Beauchamps: “Like where?”

“Miami, Seattle, Boston . . . Well, not Boston, too fuckin’ cold . . . Maybe Houston. Someplace not in California or Nevada,” Cole said. “We should split up. Do one last job, like the Harrelson thing, and retire for a few years. If it’s what Larry thinks it is—five million, all cash—we should be able to do that. I could go to Omaha or Sioux City with my cut, a million and a half, and live there for eight to ten years in style.”

“I’ll believe the five million figure when I see it. But I sure as hell ain’t going to Sioux City,” Deese said. “I agree that we should split up. I need to get somewhere out of the way and lay low for a long time, like maybe forever. If I get picked up by anybody and they pull my prints, I’m dead.”

“You gonna need money to do that,” Beauchamps said. “Cole and I can go talk to Larry right now, tonight, and see if Harrelson and his old lady have gotten home.”

“Gonna be dangerous, Harrelson is. The guy will be tough, he’s gonna have guns, probably a heavy-duty security system,” Deese said. He decided he’d call Santos again that night, maybe come down to eight hundred thousand. That’d have to be his minimum.


DEESE WAS SITTING on a couch in a T-shirt and a pair of Jockey boxer shorts, wrapping a new bandage around his calf. Ten months earlier, he’d been hurt by a man named Howell Paine, but inefficiently, he admitted: there’d been a fight, and Paine had bitten a chunk of meat out of his calf. That had led to his arrest and the chain of events that had led to his secret graveyard and the cannibalized bodies.
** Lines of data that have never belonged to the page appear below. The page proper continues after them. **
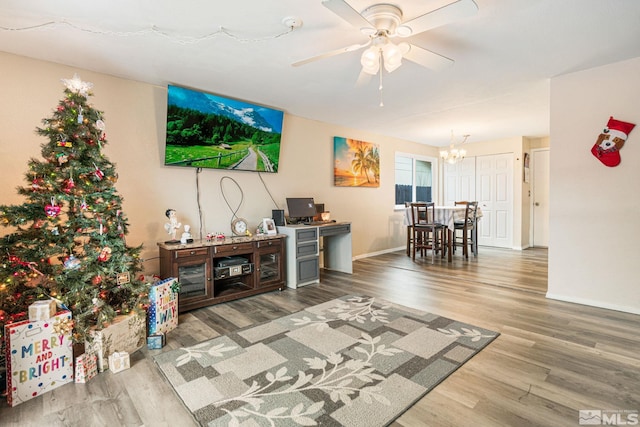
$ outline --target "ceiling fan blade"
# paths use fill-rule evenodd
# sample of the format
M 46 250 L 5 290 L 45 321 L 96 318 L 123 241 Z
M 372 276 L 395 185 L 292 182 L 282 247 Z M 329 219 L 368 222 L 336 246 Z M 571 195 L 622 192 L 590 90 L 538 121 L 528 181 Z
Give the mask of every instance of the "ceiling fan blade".
M 347 21 L 349 24 L 354 27 L 360 28 L 375 28 L 369 21 L 364 19 L 362 15 L 360 15 L 354 8 L 349 6 L 349 4 L 344 0 L 323 0 L 322 4 L 324 7 L 338 15 L 340 18 Z
M 432 10 L 429 13 L 425 13 L 422 16 L 418 16 L 417 18 L 403 23 L 401 26 L 410 28 L 411 32 L 406 34 L 406 32 L 398 31 L 398 35 L 401 37 L 408 37 L 422 33 L 432 28 L 449 24 L 450 22 L 458 19 L 473 16 L 477 12 L 478 5 L 473 0 L 456 0 L 453 3 L 442 6 L 439 9 Z
M 369 46 L 371 44 L 371 40 L 362 44 L 352 44 L 351 46 L 342 47 L 340 49 L 330 50 L 329 52 L 321 53 L 320 55 L 312 56 L 311 58 L 303 59 L 298 62 L 294 62 L 291 64 L 294 67 L 299 67 L 300 65 L 306 65 L 310 62 L 318 61 L 320 59 L 330 58 L 332 56 L 340 55 L 342 53 L 353 52 L 354 50 L 362 49 L 363 47 Z
M 403 58 L 425 68 L 432 70 L 442 70 L 453 65 L 453 59 L 446 56 L 431 52 L 416 45 L 409 45 L 409 51 L 403 55 Z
Though the wound was almost a year old, Deese had self-treated it and it had never properly healed. Instead of a skin-covered scar, he had a gnarled reddish-and-bluish lump of flesh that had become infected two or three different times.

He’d continued to self-treat the wound. A few days after they moved into the house, he’d gone out to the hot tub, where he’d scraped the wound open again on a drain cover. A pocket of pus had drained down his leg, and Beauchamps had told him he needed to go to the emergency room. Deese had resisted, but the wound had smelled bad enough that he’d eventually given in.
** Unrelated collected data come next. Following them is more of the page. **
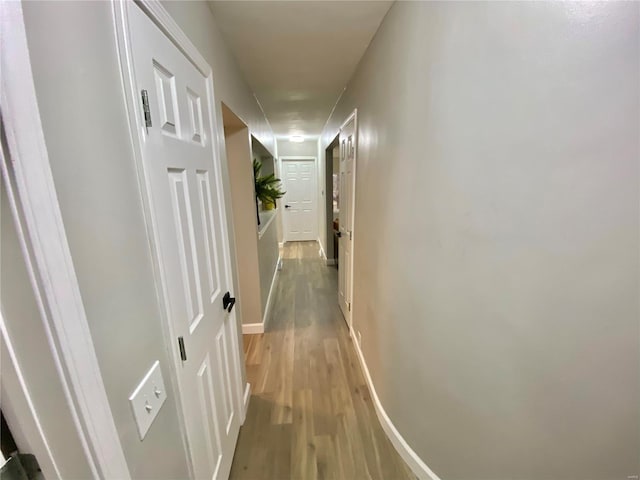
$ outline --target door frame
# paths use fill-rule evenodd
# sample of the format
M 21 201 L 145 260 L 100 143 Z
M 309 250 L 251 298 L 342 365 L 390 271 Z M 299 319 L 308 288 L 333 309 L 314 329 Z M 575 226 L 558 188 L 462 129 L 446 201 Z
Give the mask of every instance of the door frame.
M 344 129 L 344 127 L 347 126 L 347 124 L 353 120 L 353 179 L 351 180 L 351 225 L 349 225 L 350 227 L 350 232 L 351 232 L 351 261 L 349 262 L 350 265 L 349 267 L 351 268 L 351 281 L 349 282 L 349 285 L 347 286 L 348 290 L 349 290 L 349 298 L 351 298 L 351 309 L 349 310 L 349 318 L 347 318 L 347 324 L 349 325 L 349 331 L 351 332 L 351 336 L 354 336 L 354 330 L 353 330 L 353 312 L 354 312 L 354 299 L 353 299 L 353 283 L 354 283 L 354 258 L 356 256 L 355 253 L 355 245 L 356 245 L 356 231 L 355 231 L 355 225 L 356 225 L 356 175 L 357 175 L 357 171 L 358 171 L 358 139 L 359 139 L 359 135 L 358 135 L 358 109 L 354 108 L 353 111 L 349 114 L 349 116 L 346 118 L 346 120 L 344 122 L 342 122 L 342 124 L 340 125 L 340 129 L 338 130 L 338 136 L 340 135 L 340 133 L 342 132 L 342 130 Z M 338 266 L 338 268 L 340 268 Z
M 319 183 L 320 183 L 320 179 L 319 179 L 319 175 L 318 175 L 318 157 L 314 157 L 314 156 L 310 156 L 310 155 L 283 155 L 282 157 L 278 157 L 278 170 L 280 172 L 280 178 L 283 177 L 283 162 L 287 162 L 287 161 L 293 161 L 293 160 L 302 160 L 302 161 L 309 161 L 309 162 L 313 162 L 313 166 L 315 167 L 315 171 L 316 171 L 316 188 L 314 191 L 314 194 L 316 196 L 316 233 L 320 232 L 320 222 L 318 221 L 318 211 L 317 209 L 319 208 L 319 202 L 318 202 L 318 188 L 319 188 Z M 285 184 L 286 186 L 286 184 Z M 284 215 L 284 211 L 282 213 Z M 285 227 L 285 223 L 284 223 L 284 218 L 282 219 L 282 242 L 283 243 L 287 243 L 289 241 L 295 241 L 295 240 L 288 240 L 287 239 L 287 230 Z M 318 235 L 316 235 L 317 237 Z M 314 239 L 314 240 L 317 240 Z M 312 240 L 309 240 L 312 241 Z
M 223 249 L 223 261 L 224 261 L 224 274 L 230 286 L 233 286 L 233 271 L 232 264 L 235 263 L 235 258 L 231 256 L 230 249 L 230 229 L 229 218 L 226 212 L 226 199 L 229 198 L 223 194 L 225 190 L 224 182 L 222 181 L 222 163 L 224 138 L 218 135 L 220 129 L 218 129 L 218 118 L 216 115 L 216 99 L 214 95 L 213 86 L 213 70 L 207 63 L 205 58 L 200 54 L 196 46 L 189 40 L 187 35 L 182 31 L 180 26 L 173 20 L 169 13 L 165 10 L 159 0 L 140 0 L 137 6 L 163 31 L 164 35 L 169 38 L 187 57 L 189 61 L 196 67 L 196 69 L 206 78 L 207 84 L 207 102 L 209 105 L 209 131 L 207 132 L 212 142 L 213 158 L 211 158 L 212 166 L 216 172 L 218 178 L 218 184 L 216 187 L 221 192 L 221 217 L 226 221 L 227 228 L 222 232 L 222 249 Z M 119 0 L 112 0 L 113 15 L 115 20 L 116 29 L 116 43 L 118 50 L 118 57 L 120 61 L 120 71 L 122 75 L 122 85 L 125 97 L 125 109 L 128 117 L 129 132 L 131 137 L 131 144 L 133 147 L 133 156 L 135 159 L 136 171 L 138 174 L 138 184 L 142 197 L 143 216 L 145 220 L 145 227 L 147 230 L 147 238 L 149 239 L 149 249 L 152 254 L 152 266 L 154 287 L 156 290 L 156 296 L 158 298 L 160 308 L 160 315 L 162 321 L 163 338 L 165 346 L 170 356 L 170 385 L 173 396 L 176 400 L 178 407 L 178 424 L 180 428 L 181 439 L 186 454 L 187 465 L 189 468 L 189 475 L 194 477 L 194 469 L 191 461 L 191 452 L 189 448 L 189 441 L 187 438 L 187 428 L 185 416 L 187 412 L 184 409 L 182 400 L 180 397 L 180 385 L 178 372 L 181 365 L 181 359 L 178 349 L 176 348 L 175 338 L 173 334 L 173 325 L 168 312 L 168 299 L 169 295 L 165 291 L 164 280 L 162 276 L 161 259 L 159 256 L 159 244 L 158 229 L 156 228 L 157 221 L 152 209 L 152 195 L 151 185 L 146 174 L 144 166 L 144 156 L 142 150 L 142 136 L 141 132 L 144 129 L 143 121 L 144 114 L 141 110 L 140 102 L 138 101 L 138 92 L 135 79 L 135 68 L 133 64 L 133 55 L 131 49 L 131 38 L 129 35 L 129 17 L 128 17 L 128 4 L 129 2 L 123 2 Z M 221 139 L 222 138 L 222 139 Z M 237 391 L 232 392 L 233 398 L 236 403 L 236 409 L 240 415 L 240 423 L 243 424 L 246 418 L 246 412 L 249 405 L 250 397 L 250 385 L 245 382 L 242 385 L 242 365 L 243 358 L 241 357 L 241 332 L 239 325 L 239 317 L 237 315 L 237 309 L 233 309 L 230 313 L 230 321 L 235 325 L 234 338 L 231 339 L 230 345 L 232 349 L 233 357 L 233 376 L 237 383 Z
M 331 143 L 329 143 L 329 145 L 324 149 L 324 191 L 326 192 L 324 195 L 324 236 L 327 242 L 327 251 L 325 252 L 324 257 L 327 266 L 337 265 L 338 263 L 337 252 L 333 246 L 333 242 L 336 238 L 333 230 L 333 150 L 335 147 L 339 146 L 340 132 L 336 134 L 333 140 L 331 140 Z M 329 162 L 329 159 L 331 159 L 331 162 Z M 338 161 L 339 160 L 340 159 L 338 158 Z M 329 245 L 331 245 L 331 249 L 329 248 Z M 331 258 L 329 258 L 329 250 L 332 252 Z
M 20 2 L 0 2 L 0 26 L 0 101 L 10 155 L 10 158 L 0 155 L 0 163 L 42 330 L 84 457 L 94 476 L 128 480 L 131 475 L 98 365 L 62 221 Z M 4 319 L 0 324 L 3 337 L 9 341 Z M 38 413 L 32 408 L 31 415 L 30 420 L 39 425 Z M 40 436 L 47 433 L 55 435 L 39 428 Z M 46 445 L 46 439 L 37 440 Z M 47 457 L 42 457 L 47 464 L 57 460 Z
The wound had been opened and cleaned by an on-call surgeon at the medical center and he’d put Deese on antibiotics and told him to change the bandage daily until the new surgical wound had healed.
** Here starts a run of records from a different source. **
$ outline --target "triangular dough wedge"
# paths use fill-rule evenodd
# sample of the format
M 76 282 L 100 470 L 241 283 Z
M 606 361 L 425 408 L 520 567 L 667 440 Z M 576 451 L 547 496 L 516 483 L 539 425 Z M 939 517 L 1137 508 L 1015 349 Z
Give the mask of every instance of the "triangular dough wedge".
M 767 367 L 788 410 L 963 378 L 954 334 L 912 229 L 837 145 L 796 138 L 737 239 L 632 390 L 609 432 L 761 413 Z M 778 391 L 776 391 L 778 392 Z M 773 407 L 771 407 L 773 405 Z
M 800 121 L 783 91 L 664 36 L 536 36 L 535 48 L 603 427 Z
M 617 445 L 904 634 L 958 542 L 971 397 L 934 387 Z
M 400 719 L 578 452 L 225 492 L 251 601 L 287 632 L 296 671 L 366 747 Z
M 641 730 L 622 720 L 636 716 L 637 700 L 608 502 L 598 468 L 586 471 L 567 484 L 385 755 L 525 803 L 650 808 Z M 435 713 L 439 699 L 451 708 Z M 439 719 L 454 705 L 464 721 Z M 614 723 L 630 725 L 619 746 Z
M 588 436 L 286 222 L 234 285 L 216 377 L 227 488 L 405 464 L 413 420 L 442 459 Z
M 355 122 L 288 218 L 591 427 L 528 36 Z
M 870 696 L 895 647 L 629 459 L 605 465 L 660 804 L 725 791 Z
“We can handle Harrelson,” Beauchamps told him.

“That’s what we do,” Cole added. “But first things first. We gotta get rid of all our phones. Now. Tonight.”


THEY GOT RID of the phones.

Deese wanted to break them up with a hammer, but Cole argued against it. Instead, he and Beauchamps took them to a tough neighborhood beneath the Stratosphere Tower and left them on a concrete-block wall, from where he’d expect them to disappear in a minute or so.